One of the many ironies of the Russian-Ukraine war is that it has cleared away any serious contention that Russia's invasion has anything to do with NATO. As you wrote, it's about nothing but reassembling the Russo-Soviet imperium, a "lite" version with a new mafia-like nomenklatura and the commanding heights of the Russian economy (energy and other extractive industries) mostly back in the hands of the state. The hoped-for transformation of the 1990s -- Russia moving from empire to nationhood, a state-dominated to a largely private economy, and autocracy to greater democracy -- failed -- maybe failure was inevitable, maybe we were naive to think otherwise -- never happened.
The real problem is that the West hasn't provided enough lethal aid to hand Putin's head to him quickly enough. It's not surprising the Putin's toadies in the West are leading the outcry to prevent Ukraine from winning now that Russia has lost as badly as it has and to distract attention from how wrong they were. But Russia hasn't lost badly enough, not enough to force Putin to the negotiating table, once it's clear he can't get anything if he doesn't.
"As for the charge that “interventionists” are pursuing “regime change,” this is a canard. If by chance Putin’s great miscalculation should lead to his ouster, who would miss him?" You make a very good point. The main purpose of western democracies assisting Ukraine is to preserve its freedom and territorial integrity, thereby preventing an illegal expansion of Russia territory and increase in its power to affect policy in Europe.

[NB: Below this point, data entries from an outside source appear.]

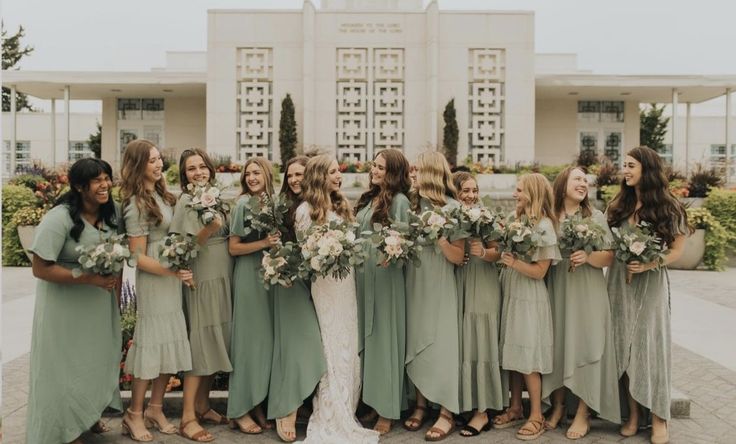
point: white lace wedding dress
(333, 418)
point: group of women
(459, 332)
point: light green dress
(433, 322)
(160, 341)
(483, 383)
(382, 321)
(208, 308)
(75, 348)
(298, 356)
(584, 355)
(251, 347)
(526, 317)
(642, 334)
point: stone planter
(693, 252)
(26, 234)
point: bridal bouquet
(637, 243)
(206, 201)
(177, 253)
(581, 233)
(280, 265)
(394, 244)
(106, 258)
(265, 214)
(331, 249)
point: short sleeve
(135, 225)
(52, 233)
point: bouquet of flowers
(581, 233)
(177, 253)
(394, 244)
(280, 265)
(106, 258)
(266, 214)
(637, 243)
(520, 238)
(206, 201)
(331, 249)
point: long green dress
(251, 347)
(526, 317)
(642, 333)
(298, 356)
(208, 308)
(75, 348)
(584, 355)
(160, 341)
(483, 383)
(433, 324)
(382, 321)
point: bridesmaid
(208, 306)
(526, 318)
(584, 357)
(251, 348)
(433, 311)
(641, 309)
(298, 357)
(75, 348)
(160, 344)
(479, 292)
(382, 292)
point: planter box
(693, 252)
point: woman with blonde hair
(251, 346)
(433, 310)
(160, 342)
(333, 419)
(526, 317)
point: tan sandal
(441, 434)
(200, 436)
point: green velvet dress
(75, 347)
(381, 293)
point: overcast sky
(609, 36)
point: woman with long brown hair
(433, 310)
(298, 359)
(382, 292)
(160, 342)
(208, 305)
(641, 309)
(251, 349)
(584, 361)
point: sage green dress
(483, 383)
(526, 317)
(208, 307)
(433, 321)
(160, 341)
(382, 321)
(251, 347)
(642, 333)
(75, 347)
(298, 356)
(584, 355)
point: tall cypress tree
(287, 130)
(450, 133)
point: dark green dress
(208, 308)
(382, 321)
(75, 348)
(251, 346)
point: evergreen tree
(653, 127)
(287, 130)
(13, 52)
(450, 133)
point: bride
(333, 419)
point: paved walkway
(704, 369)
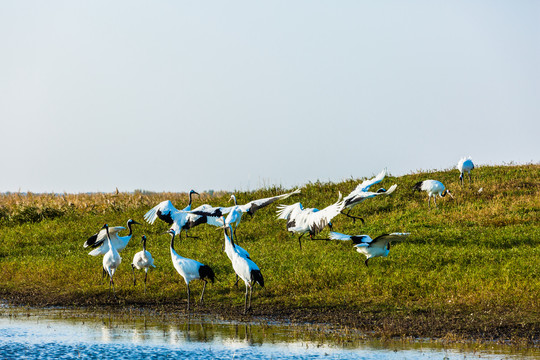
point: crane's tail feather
(257, 277)
(339, 236)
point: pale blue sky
(235, 95)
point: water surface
(62, 334)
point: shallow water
(61, 334)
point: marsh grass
(472, 264)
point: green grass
(478, 254)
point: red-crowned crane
(380, 246)
(361, 193)
(190, 269)
(309, 221)
(183, 220)
(244, 267)
(433, 188)
(99, 240)
(465, 165)
(111, 259)
(142, 260)
(188, 208)
(101, 245)
(236, 211)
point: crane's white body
(361, 192)
(433, 188)
(180, 219)
(118, 242)
(364, 244)
(187, 268)
(244, 267)
(190, 269)
(352, 201)
(143, 260)
(465, 165)
(111, 259)
(99, 240)
(311, 220)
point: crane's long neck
(172, 242)
(228, 240)
(129, 228)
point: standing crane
(180, 219)
(465, 165)
(101, 245)
(244, 267)
(111, 259)
(190, 269)
(361, 193)
(309, 221)
(142, 260)
(433, 188)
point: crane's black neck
(230, 238)
(108, 236)
(129, 228)
(172, 241)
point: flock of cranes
(301, 221)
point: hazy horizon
(175, 95)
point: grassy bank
(470, 268)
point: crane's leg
(111, 283)
(145, 276)
(245, 300)
(192, 237)
(133, 271)
(312, 238)
(202, 295)
(299, 242)
(353, 217)
(188, 296)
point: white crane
(190, 269)
(101, 245)
(361, 193)
(183, 220)
(380, 246)
(142, 260)
(238, 248)
(99, 240)
(311, 220)
(188, 208)
(236, 211)
(111, 259)
(433, 188)
(465, 165)
(244, 268)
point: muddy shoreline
(458, 324)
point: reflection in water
(68, 334)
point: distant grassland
(470, 268)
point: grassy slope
(469, 268)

A putative win by Ukraine could be considered a win for "The West", but that is not the same as seeking regime change (or destroying Russia or Russian culture) as some RU propagandists claim). If the Putin regime - including Putin himself, of course - were to be replaced by something or someone else, that would be as a result of internal forces within Russia reacting to the Ukraine debacle that Putin brought on himself, not because European or American policy had regime change as its primary goal.